I sometimes feel that a young actress's first Oscar nomination, more often than not, is as far as she will go; with Ronan, I trust that I am very, very wrong. That girl commands every moment she appears on screen, expertly balancing the little girl growing up with the deadly killer. The movie is book-ended by the same line of dialogue in different circumstances, and Ronan left me breathless both times. Her performance overwhelms as much as the Chemical Brothers' score, one that is set to repeat on my iTunes, one that I catch myself constantly humming. And the costumes and the production design, and Blanchett and Bana and Tom Hollander as a jumpsuit-wearing, peroxide-blond assassin....oh, Hanna, you kill me.

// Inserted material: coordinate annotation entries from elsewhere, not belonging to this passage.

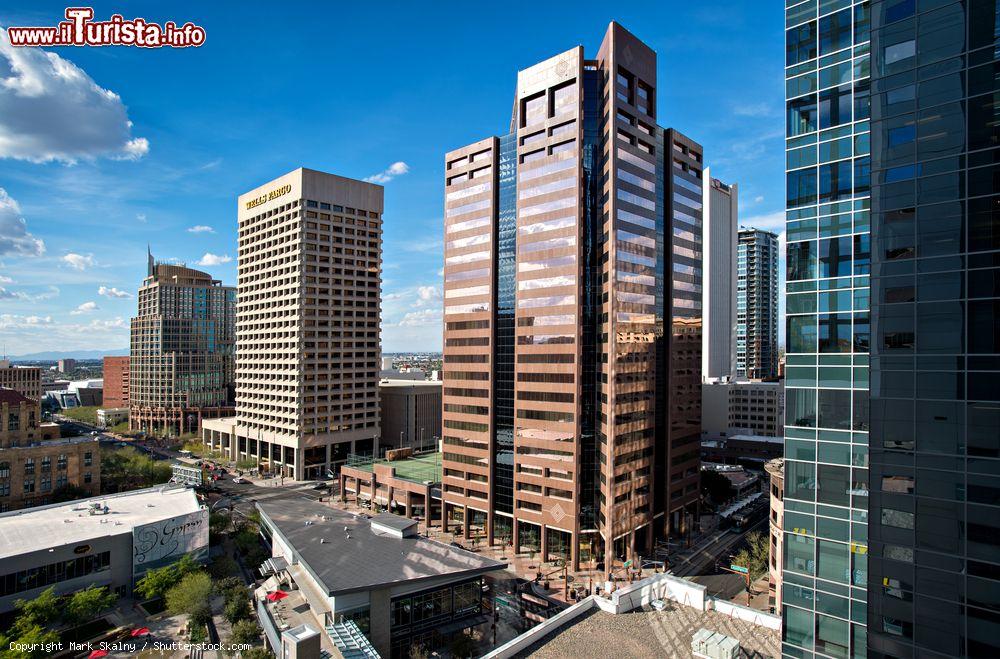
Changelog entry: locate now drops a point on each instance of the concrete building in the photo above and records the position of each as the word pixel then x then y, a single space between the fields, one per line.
pixel 116 381
pixel 399 588
pixel 742 407
pixel 410 413
pixel 104 541
pixel 26 380
pixel 776 518
pixel 757 304
pixel 182 342
pixel 572 343
pixel 310 257
pixel 721 213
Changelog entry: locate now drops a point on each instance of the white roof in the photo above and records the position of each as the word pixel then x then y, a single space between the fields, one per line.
pixel 35 529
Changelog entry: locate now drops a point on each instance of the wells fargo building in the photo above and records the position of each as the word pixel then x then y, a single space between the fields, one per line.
pixel 572 318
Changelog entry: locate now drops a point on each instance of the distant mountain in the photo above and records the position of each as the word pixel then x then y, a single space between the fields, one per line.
pixel 69 354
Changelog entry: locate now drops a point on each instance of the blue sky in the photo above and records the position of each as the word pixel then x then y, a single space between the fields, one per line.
pixel 103 150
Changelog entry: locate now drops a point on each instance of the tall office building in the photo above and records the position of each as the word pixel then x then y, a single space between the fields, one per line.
pixel 307 323
pixel 718 345
pixel 181 351
pixel 572 352
pixel 934 518
pixel 757 304
pixel 825 550
pixel 920 577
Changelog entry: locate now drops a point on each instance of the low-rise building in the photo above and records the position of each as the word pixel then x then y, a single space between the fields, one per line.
pixel 400 588
pixel 26 380
pixel 410 413
pixel 35 462
pixel 107 541
pixel 749 407
pixel 776 520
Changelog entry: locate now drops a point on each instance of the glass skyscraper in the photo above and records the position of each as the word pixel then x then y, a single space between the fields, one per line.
pixel 825 578
pixel 920 578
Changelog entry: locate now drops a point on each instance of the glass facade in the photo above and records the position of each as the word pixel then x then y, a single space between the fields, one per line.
pixel 825 573
pixel 935 403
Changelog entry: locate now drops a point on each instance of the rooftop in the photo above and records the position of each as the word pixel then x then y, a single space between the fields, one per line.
pixel 35 529
pixel 417 468
pixel 346 555
pixel 666 633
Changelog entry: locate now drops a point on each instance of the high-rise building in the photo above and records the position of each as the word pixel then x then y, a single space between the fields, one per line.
pixel 757 304
pixel 26 380
pixel 116 376
pixel 181 355
pixel 934 511
pixel 718 345
pixel 307 363
pixel 572 352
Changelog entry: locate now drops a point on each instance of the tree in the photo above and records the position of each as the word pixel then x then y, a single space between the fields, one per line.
pixel 191 595
pixel 237 609
pixel 754 556
pixel 86 604
pixel 245 632
pixel 42 610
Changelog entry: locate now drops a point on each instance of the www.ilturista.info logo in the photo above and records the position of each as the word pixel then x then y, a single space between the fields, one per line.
pixel 79 29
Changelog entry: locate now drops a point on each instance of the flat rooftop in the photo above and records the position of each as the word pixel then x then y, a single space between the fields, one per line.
pixel 417 468
pixel 359 559
pixel 650 633
pixel 36 529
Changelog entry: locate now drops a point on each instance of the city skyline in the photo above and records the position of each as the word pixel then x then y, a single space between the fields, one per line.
pixel 175 189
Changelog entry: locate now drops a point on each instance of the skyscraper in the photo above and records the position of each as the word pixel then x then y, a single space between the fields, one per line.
pixel 934 519
pixel 825 550
pixel 757 304
pixel 573 315
pixel 718 346
pixel 310 259
pixel 181 351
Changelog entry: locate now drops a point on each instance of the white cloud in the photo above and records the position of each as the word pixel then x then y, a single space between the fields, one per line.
pixel 86 307
pixel 14 237
pixel 392 171
pixel 79 261
pixel 213 259
pixel 50 109
pixel 422 318
pixel 113 292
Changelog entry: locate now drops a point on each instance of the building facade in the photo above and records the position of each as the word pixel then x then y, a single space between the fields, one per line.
pixel 743 406
pixel 410 413
pixel 27 381
pixel 934 513
pixel 757 304
pixel 825 554
pixel 310 257
pixel 571 401
pixel 116 381
pixel 718 346
pixel 181 352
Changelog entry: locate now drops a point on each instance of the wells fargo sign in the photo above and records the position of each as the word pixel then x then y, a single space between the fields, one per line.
pixel 273 194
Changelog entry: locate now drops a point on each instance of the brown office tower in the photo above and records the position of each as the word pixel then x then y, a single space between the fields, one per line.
pixel 116 380
pixel 310 255
pixel 181 355
pixel 571 401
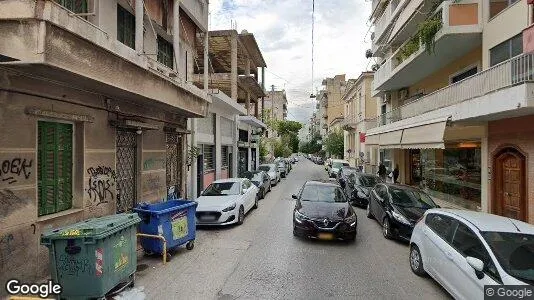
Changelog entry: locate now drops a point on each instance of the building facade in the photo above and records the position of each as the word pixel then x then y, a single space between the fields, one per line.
pixel 93 114
pixel 452 119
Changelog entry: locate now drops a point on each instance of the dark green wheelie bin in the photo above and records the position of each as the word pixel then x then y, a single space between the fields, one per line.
pixel 90 258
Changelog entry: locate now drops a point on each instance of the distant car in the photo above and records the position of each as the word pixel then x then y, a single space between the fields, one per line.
pixel 336 166
pixel 323 212
pixel 343 175
pixel 272 171
pixel 226 201
pixel 467 250
pixel 398 208
pixel 359 186
pixel 262 181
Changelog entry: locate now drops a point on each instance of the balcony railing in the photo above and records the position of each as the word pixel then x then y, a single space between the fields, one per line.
pixel 506 74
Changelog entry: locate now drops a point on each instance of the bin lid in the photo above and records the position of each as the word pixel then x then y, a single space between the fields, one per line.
pixel 96 228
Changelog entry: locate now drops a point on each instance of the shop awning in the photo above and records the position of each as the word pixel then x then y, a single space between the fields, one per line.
pixel 390 139
pixel 424 136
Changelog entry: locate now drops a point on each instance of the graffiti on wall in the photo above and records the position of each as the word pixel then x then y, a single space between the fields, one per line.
pixel 154 163
pixel 13 170
pixel 101 185
pixel 9 202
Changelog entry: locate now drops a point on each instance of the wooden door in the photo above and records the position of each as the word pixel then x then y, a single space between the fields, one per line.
pixel 509 197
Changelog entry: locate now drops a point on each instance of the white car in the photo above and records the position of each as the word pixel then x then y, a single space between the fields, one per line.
pixel 337 164
pixel 226 201
pixel 466 250
pixel 272 171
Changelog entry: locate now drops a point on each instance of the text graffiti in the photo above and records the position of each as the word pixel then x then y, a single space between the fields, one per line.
pixel 13 170
pixel 101 183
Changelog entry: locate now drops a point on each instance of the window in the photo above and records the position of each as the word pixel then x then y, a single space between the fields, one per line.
pixel 441 225
pixel 466 242
pixel 76 6
pixel 125 27
pixel 464 75
pixel 496 6
pixel 506 50
pixel 209 157
pixel 54 167
pixel 224 156
pixel 165 52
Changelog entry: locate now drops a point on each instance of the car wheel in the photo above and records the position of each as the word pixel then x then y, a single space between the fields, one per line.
pixel 241 216
pixel 369 214
pixel 386 229
pixel 256 202
pixel 416 261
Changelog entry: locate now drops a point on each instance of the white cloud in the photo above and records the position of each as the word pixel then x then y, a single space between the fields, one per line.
pixel 283 31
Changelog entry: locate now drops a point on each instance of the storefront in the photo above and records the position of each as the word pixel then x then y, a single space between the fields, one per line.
pixel 452 174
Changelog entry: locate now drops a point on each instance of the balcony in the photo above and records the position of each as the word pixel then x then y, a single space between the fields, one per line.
pixel 498 92
pixel 461 32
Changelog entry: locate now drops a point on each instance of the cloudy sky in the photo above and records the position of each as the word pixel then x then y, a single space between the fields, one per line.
pixel 283 31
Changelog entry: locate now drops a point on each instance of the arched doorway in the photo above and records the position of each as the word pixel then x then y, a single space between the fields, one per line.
pixel 509 188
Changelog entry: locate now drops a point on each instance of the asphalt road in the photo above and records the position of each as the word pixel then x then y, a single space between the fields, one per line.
pixel 262 260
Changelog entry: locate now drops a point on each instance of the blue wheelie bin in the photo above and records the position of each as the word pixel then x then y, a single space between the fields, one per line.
pixel 173 219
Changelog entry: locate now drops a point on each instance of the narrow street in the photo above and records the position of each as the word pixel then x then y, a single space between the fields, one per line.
pixel 262 260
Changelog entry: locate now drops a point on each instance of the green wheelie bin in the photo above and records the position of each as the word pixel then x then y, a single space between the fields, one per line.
pixel 90 258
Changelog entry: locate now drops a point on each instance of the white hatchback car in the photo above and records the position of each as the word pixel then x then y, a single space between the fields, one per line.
pixel 466 250
pixel 226 201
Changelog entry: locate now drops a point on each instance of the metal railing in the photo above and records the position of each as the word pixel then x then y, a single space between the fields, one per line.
pixel 506 74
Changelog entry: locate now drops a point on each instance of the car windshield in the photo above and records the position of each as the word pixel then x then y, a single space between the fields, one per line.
pixel 339 164
pixel 322 193
pixel 222 189
pixel 367 181
pixel 515 253
pixel 264 168
pixel 411 198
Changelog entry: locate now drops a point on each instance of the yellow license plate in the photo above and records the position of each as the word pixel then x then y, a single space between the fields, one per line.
pixel 325 236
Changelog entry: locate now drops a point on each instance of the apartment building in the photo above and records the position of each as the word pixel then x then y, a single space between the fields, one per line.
pixel 360 113
pixel 455 109
pixel 227 140
pixel 94 104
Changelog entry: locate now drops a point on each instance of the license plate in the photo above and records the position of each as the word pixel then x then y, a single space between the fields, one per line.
pixel 208 218
pixel 325 236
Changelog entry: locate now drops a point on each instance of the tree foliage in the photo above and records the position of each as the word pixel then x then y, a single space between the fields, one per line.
pixel 334 143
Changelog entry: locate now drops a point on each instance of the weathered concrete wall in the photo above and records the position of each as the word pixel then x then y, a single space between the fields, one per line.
pixel 94 166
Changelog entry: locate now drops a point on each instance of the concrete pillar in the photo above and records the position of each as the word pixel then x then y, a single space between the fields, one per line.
pixel 233 75
pixel 247 67
pixel 176 35
pixel 206 60
pixel 218 156
pixel 139 13
pixel 485 201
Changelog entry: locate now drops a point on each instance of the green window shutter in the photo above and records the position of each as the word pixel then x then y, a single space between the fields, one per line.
pixel 54 167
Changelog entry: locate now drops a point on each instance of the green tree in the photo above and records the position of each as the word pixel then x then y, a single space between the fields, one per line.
pixel 334 143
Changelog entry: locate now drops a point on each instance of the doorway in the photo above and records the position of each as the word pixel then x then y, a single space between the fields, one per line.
pixel 509 196
pixel 126 170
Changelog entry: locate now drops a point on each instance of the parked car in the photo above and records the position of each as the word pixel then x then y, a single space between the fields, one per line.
pixel 342 176
pixel 226 201
pixel 398 207
pixel 467 250
pixel 262 181
pixel 359 186
pixel 323 212
pixel 336 165
pixel 272 171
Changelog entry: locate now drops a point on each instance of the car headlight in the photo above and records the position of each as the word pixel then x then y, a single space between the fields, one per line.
pixel 351 218
pixel 299 217
pixel 229 208
pixel 400 218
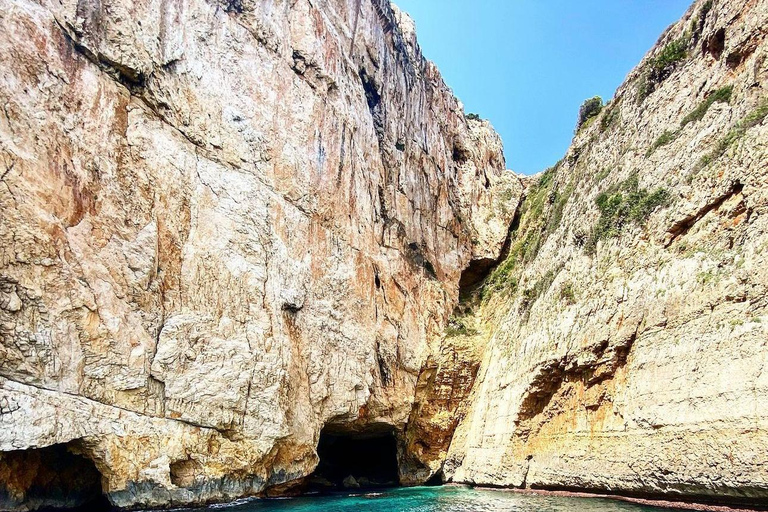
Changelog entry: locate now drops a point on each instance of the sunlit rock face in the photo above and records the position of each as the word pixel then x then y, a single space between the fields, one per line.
pixel 624 340
pixel 226 225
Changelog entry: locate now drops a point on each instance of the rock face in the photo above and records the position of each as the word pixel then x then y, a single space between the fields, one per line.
pixel 625 337
pixel 225 225
pixel 229 226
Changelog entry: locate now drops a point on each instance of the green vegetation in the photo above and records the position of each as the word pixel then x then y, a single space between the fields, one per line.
pixel 661 66
pixel 540 215
pixel 664 139
pixel 612 114
pixel 722 95
pixel 737 133
pixel 567 294
pixel 671 54
pixel 621 205
pixel 457 327
pixel 600 176
pixel 588 111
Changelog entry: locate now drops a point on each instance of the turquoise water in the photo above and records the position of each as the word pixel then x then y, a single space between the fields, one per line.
pixel 435 499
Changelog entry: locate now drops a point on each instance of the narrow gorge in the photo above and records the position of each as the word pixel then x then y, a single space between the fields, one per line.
pixel 244 239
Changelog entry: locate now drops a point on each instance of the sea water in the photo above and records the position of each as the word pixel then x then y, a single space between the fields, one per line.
pixel 433 499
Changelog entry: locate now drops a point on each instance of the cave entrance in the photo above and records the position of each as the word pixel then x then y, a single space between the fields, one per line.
pixel 56 477
pixel 351 460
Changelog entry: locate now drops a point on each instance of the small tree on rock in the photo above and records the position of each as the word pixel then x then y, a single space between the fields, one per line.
pixel 589 109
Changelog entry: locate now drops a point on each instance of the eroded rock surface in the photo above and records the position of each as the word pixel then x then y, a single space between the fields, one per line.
pixel 625 337
pixel 224 226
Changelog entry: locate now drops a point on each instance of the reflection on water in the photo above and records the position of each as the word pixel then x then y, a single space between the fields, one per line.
pixel 434 499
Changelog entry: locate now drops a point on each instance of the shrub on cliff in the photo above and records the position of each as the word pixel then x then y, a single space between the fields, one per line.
pixel 621 205
pixel 722 95
pixel 589 110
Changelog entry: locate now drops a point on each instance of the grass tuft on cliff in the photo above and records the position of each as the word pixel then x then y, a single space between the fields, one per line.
pixel 623 205
pixel 722 95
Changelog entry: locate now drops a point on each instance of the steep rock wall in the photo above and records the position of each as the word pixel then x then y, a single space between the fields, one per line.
pixel 225 225
pixel 625 337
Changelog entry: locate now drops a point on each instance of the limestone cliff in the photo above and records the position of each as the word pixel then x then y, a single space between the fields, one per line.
pixel 226 224
pixel 624 339
pixel 229 225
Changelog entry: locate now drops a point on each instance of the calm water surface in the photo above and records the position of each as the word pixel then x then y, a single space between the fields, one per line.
pixel 434 499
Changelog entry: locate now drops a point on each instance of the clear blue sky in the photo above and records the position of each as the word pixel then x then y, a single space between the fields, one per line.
pixel 527 65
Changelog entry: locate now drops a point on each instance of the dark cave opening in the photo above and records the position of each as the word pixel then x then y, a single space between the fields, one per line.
pixel 351 460
pixel 56 477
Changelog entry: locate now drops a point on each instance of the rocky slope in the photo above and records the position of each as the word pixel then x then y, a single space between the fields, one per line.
pixel 624 339
pixel 226 224
pixel 230 225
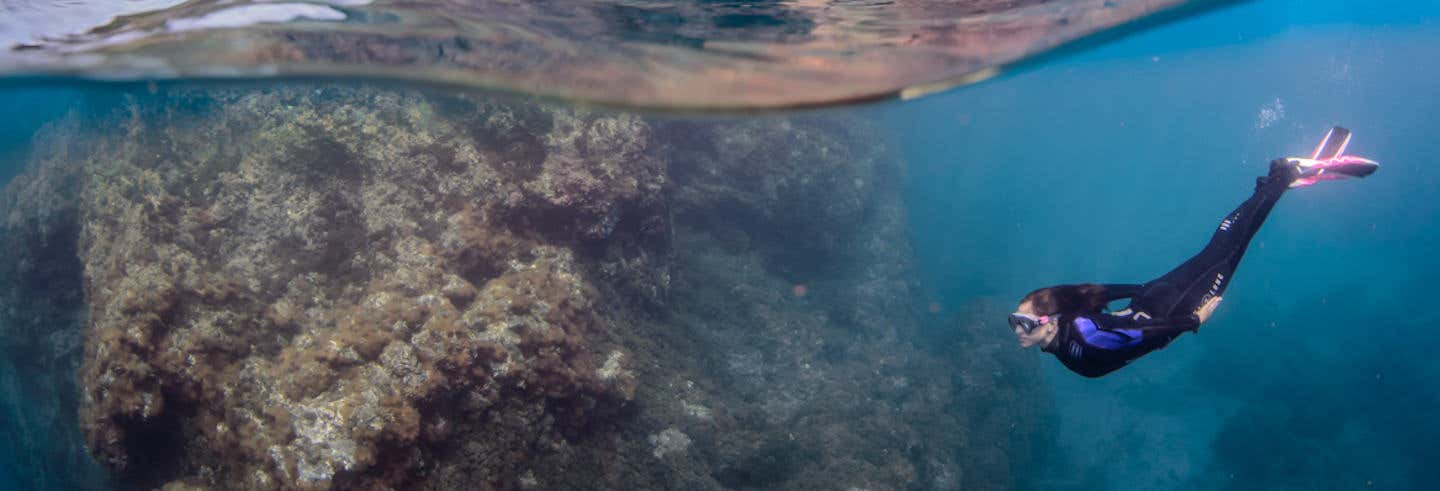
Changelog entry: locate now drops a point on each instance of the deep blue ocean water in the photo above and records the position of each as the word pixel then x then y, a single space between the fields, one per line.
pixel 1113 164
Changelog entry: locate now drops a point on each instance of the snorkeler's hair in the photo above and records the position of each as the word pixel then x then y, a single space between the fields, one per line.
pixel 1066 300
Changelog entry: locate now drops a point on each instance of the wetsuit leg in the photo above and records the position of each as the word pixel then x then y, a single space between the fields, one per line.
pixel 1208 272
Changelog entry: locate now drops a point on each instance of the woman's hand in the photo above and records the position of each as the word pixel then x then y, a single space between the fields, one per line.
pixel 1207 310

Er...poor choice of words?

To a lesser degree am I slain by Sucker Punch, but I cop to loving that film as well. I like the play between the female ensemble -- jaded Sweet Pea (Hollmann Award Nominee Abbie Cornish), still dreamy Rocket (Jena Malone), weak Blondie (Vanessa Hudgens, proving herself with each new film to be growing as a performer), stubborn and desperate Baby Doll (Emily Browning), and Amber (Jamie Chung). Amber's kind of...just there. I like the conceit of a girl locked up in an asylum by an evil stepfather fantasizing that she's an orphan sold to a brothel by an evil priest who fantasizes that she is a member of an all-girl team of warriors battling dragons, orcs and steampunk zombies (I swear to God, the next person who calls them steampunk Nazis gets a knock from me -- they reference the Kaiser, there are WWI trenches, uniforms...German =/= Nazi).

Life is hard sometimes.

I'm down with making your own reality, self-sacrifice, sisterhood, and gunning down samurai rock monsters. I love the use of music throughout, with Baby Doll singing off-screen and new versions of songs like "White Rabbit" underscoring her fantasies. Besides, the fantasies are supposed to be taking place while she dances, so it's only right to have the music take over -- the greatest use of this is in the "Tomorrow Never Knows"/Kitchen Knife segment, featuring an old-timey radio and robots. It excited me, moved me almost to tears. I don't know how well the film will play on the small-screen, but when I sat in that theater, I was impressed.

By the acting, clearly.

So there you have it, late as can be, but here, here, here! Have y'all gotten a chance to see any of these yet? Tell me I have some fellow Sucker Punch fans out there.